Netflix, Disney+ : gueule de bois après l'orgie de contenus

Mickaël Bazoge |

Après avoir investi des milles et des cents pour produire un maximum de contenus jusqu'à l'indigestion, les grandes plateformes de streaming sont en train de réduire la voilure. Le contexte économique actuel est moins porteur, même si ces services continuent d'attirer des abonnés. Il s'agit maintenant de faire des économies, chez Netflix pour commencer.

Crédit : Atul Vinayak, Unsplash

Netflix va fusionner l'unité chargée de produire des films à petit budget (30 millions de dollars et moins) avec celle qui s'occupe des budgets moyens (entre 30 et 80 millions). Ces deux entités avaient jusqu'à présent les coudées assez franches pour donner le feu vert à un projet, de manière relativement autonome vis à vis de la direction de la plateforme.

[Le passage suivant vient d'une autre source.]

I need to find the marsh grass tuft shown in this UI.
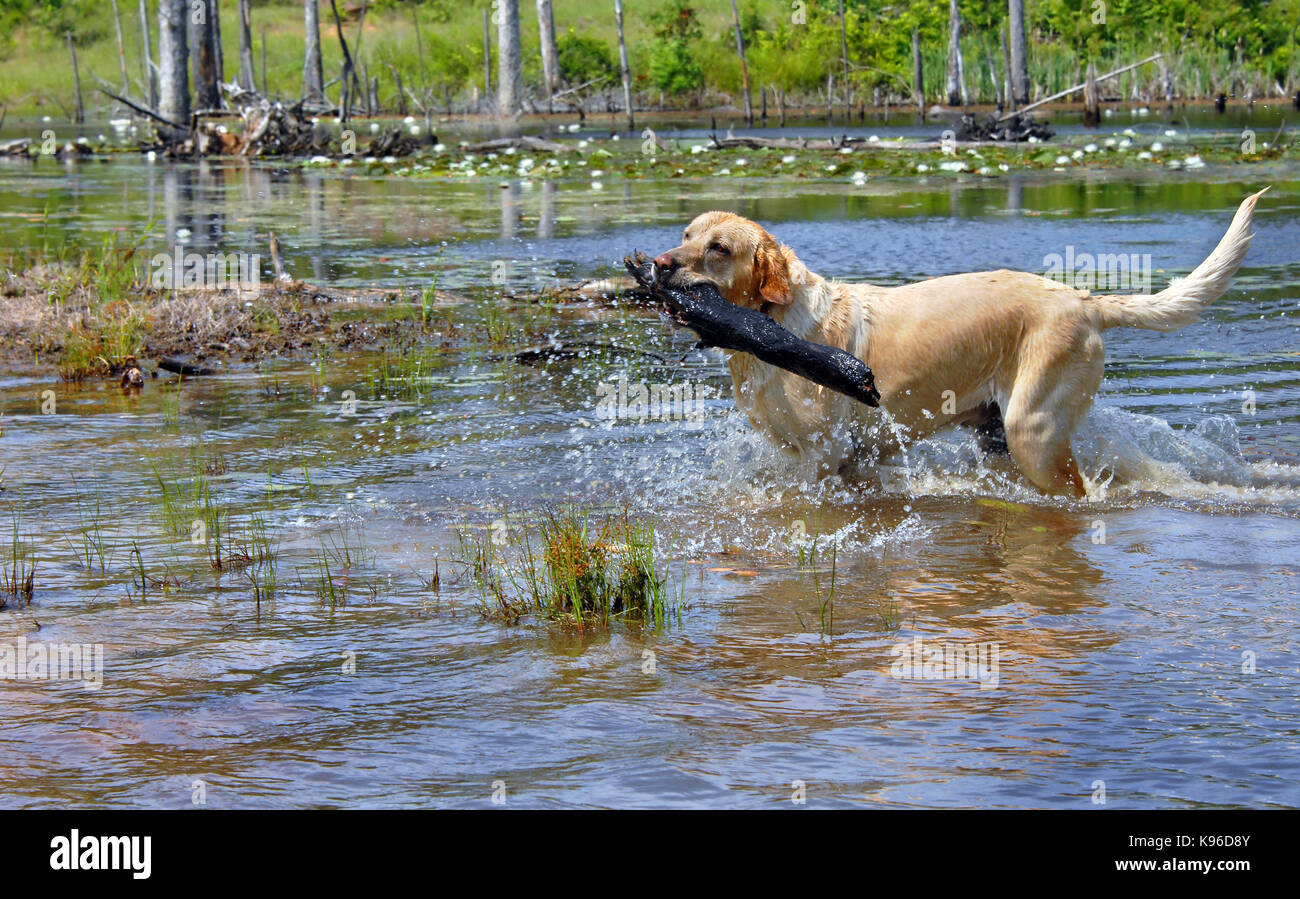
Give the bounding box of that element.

Désormais, les décisions sont centralisées par Scott Stuber, le « chief film » de la plateforme qui tente de réduire le nombre de productions pour privilégier les œuvres de qualité. Il faut dire aussi que bon nombre de ces films Netflix sortent sur le service en toute discrétion, ce qui les empêche d'atteindre une partie de leur public. Moins de quantité, plus de qualité en quelque sorte, c'est l'idée derrière cette restructuration selon Bloomberg. L'opération va aussi provoquer des réductions de personnel.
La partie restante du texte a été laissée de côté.